Malcolm grinned shyly and nodded.

“What we need now is a name for you.”

“I have a name.”

“No, no, no. Malcolm definitely does not fill the bill. We need something to draw in the marks. Something to whet the people’s appetites for what they are about to see. Like Torcho, the Fire Eater.”

“I don’t eat fire.”

“I know that, boy. I was merely using it as an example. As a matter of fact, it didn’t do much for Torcho either.” Styles was silent for a long minute. He closed his eyes, lay his head back, pursed his lips and passed a hand over the wisps of grey hair that remained on his scalp. Suddenly his eyes popped open. He smiled broadly, showing brown-stained teeth.

“I’ve got it. Wolf Boy. Grolo the Wolf Boy.” He waited for a reaction.

Malcolm frowned.

“Something wrong?”

After a moment’s hesitation Malcolm shook his head. “I don’t want to be called that.”

“What’s the matter with Grolo?”

“That’s okay. It’s the other part.”

“Wolf Boy?”

Malcolm nodded.

“Judas Priest, why not? It’s short, descriptive, and has a nice scary ring to it.”

“I don’t like it.” There was a new, cold note in the boy’s voice.

“Then we shall discard it,” Styles said decisively. He again went into his thinking posture - eyes closed, head back, lips pursed. This time he was out with it in thirty seconds.

“Animal Boy.” He studied Malcolm through narrowed eyes. “Can you live with that?”

“I guess so.”

“Then it’s Grolo the Animal Boy. I don’t think it has the same appeal as Wolf Boy - “

Malcolm’s eyes darkened.

“But, after all, you are the attraction here, and we’ll call you anything you like.”

*****

They left Styles’s antiquated trailer together and tramped across the dark field toward Jackie Moskowitz’s Airstream. The concession stands were up, the tents in place, the small ferris wheel erected, all ready to go at ten tomorrow morning. Some of the attractions like the kootch show and Bateman’s tent would not open until evening.
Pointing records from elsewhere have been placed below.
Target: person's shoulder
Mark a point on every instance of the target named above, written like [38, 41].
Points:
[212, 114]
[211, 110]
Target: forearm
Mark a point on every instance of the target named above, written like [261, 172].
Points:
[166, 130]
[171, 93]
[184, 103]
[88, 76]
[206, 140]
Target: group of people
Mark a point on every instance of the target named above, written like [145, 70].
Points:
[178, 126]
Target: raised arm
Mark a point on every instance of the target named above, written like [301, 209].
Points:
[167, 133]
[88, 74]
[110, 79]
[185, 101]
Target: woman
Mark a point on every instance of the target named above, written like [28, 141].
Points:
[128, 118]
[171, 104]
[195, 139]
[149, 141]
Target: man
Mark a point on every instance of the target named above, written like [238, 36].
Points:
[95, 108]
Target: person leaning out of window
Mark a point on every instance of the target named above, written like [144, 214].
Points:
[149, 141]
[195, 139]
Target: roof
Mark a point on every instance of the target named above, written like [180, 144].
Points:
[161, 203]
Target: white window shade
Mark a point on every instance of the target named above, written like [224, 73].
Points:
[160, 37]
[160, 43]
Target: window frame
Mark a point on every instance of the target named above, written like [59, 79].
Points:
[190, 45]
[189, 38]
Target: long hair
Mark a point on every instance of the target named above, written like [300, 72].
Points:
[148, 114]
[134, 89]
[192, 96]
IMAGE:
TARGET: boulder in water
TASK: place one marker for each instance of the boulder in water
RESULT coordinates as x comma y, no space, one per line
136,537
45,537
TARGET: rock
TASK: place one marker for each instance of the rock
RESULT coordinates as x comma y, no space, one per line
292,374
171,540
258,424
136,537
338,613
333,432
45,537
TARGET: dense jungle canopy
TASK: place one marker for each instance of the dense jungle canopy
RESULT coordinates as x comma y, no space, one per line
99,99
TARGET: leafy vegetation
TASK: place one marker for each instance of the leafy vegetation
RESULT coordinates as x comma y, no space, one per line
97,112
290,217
In the back of the food tent the perpetual poker game was in progress. The laughter and good-natured cursing of the carnival hands floated through the clear night. Elsewhere it was quiet. The town of Silverdale, immediately to the north, showed only a sprinkling of lights.

The showman and the boy came to a stop at the owner’s blimp-shaped trailer. Styles gave Malcolm a reassuring wink and banged on the aluminium door.

The little owner was wearing yellow pyjamas and a cut-off robe when he opened the door. He looked at Styles and the boy with distaste.

“Jesus, Bateman, is this important? I just took a sleeping pill.”

“I told you I’d get a new show.”

“Well?”

Styles swept his hand in a grand gesture toward Malcolm.

“I give you Grolo the Animal Boy.”

Moskowitz squinted up at them. “Come in here in the light.”

Styles urged Malcolm into the trailer, then followed. The showman stood back while Malcolm shifted nervously from foot to foot. Moskowitz walked slowly around the boy, examining him from all angles.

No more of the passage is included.